It is ironic that as one 19 year old is given his big break into Formula 1, news comes through of an 18 year old who died in pursuit of that same dream, while racing in Formula 2.
The death of Henry Surtees, the son of 1964 world champion John, has rocked the motor sport community.
Surtees died on Sunday following a freak accident at Brands Hatch where he was hit on the head by a loose wheel, which had been knocked off the car of Jack Clarke, stepson of F1 racer Julian Bailey. Clarke had spun and hit the barriers, causing the wheel to detach.
Loose wheels have been a hot safety topic in F1 for many years, with wheel tethers being used with varying degrees of success. F1 specification wheel tethers are used on the F2 cars, but the impact was high speed and at an angle.

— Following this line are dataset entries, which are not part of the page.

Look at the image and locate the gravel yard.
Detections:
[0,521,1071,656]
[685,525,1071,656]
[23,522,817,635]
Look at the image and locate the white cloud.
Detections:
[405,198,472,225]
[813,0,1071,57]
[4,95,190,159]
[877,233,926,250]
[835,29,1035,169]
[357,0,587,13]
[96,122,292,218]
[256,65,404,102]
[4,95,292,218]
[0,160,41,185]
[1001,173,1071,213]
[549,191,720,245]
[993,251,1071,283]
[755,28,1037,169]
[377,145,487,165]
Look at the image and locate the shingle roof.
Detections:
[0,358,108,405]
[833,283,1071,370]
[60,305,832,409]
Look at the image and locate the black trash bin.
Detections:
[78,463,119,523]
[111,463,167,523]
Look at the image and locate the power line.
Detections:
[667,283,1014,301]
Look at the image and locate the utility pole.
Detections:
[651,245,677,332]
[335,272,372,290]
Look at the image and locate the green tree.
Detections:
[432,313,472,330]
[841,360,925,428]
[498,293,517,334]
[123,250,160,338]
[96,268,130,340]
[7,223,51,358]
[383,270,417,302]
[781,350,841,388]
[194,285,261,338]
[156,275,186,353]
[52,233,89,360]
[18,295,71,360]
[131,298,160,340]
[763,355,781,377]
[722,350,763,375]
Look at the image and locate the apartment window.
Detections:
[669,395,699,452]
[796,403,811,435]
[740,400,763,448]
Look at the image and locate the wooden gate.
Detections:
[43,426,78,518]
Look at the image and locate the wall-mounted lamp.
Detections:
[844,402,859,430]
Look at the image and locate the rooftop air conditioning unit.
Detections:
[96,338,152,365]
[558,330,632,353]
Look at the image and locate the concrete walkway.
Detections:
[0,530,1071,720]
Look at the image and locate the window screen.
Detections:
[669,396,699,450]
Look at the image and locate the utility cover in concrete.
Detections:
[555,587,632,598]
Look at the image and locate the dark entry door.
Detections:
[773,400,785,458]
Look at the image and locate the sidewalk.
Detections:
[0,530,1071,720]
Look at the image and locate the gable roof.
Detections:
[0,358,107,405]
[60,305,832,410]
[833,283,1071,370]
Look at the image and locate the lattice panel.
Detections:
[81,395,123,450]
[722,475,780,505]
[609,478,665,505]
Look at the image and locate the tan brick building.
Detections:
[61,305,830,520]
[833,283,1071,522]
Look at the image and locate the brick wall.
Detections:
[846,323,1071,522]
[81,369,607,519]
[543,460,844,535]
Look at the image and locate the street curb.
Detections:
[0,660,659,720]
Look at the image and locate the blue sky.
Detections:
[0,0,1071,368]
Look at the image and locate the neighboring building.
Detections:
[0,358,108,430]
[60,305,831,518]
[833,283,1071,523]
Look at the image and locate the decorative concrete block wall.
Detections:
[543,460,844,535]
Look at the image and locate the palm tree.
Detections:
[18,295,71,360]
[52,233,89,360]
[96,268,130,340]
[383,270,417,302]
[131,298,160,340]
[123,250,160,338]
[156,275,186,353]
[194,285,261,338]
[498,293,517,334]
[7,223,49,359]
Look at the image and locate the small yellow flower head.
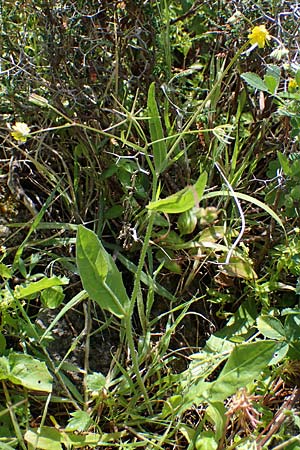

F2 is essentially a new category with new cars this year. It has been revived by Jonathan Palmer and the FIA, who got together with Williams F1, the designer and builder of the car.
The series features some exciting up and coming talents and is notable for a club of “sons of” F1 drivers of the past, who have all been taking steps along the road to emulating their famous fathers. Along with Surtees and Bailey, there is Alex Brundle, son of my colleague Martin and Jolyon Palmer, son of series founder Jonathan.
One can only imagine what must be going through their and their families’ minds. In their day motor sport was far more dangerous than today and many of them lost close friends during their careers.
Although the cars are faster now, the safety features built into them are massively superior. Many of these racing Dads got their sons through karting and felt comfortable with the idea of encouraging them to progress through single seaters, pursuing the dream of emulating them and becoming F1 drivers.
This incident is a tragic reminder that you can never make racing completely safe and never believe that you are close to doing so.
My thoughts are with the Surtees family and the F2 community.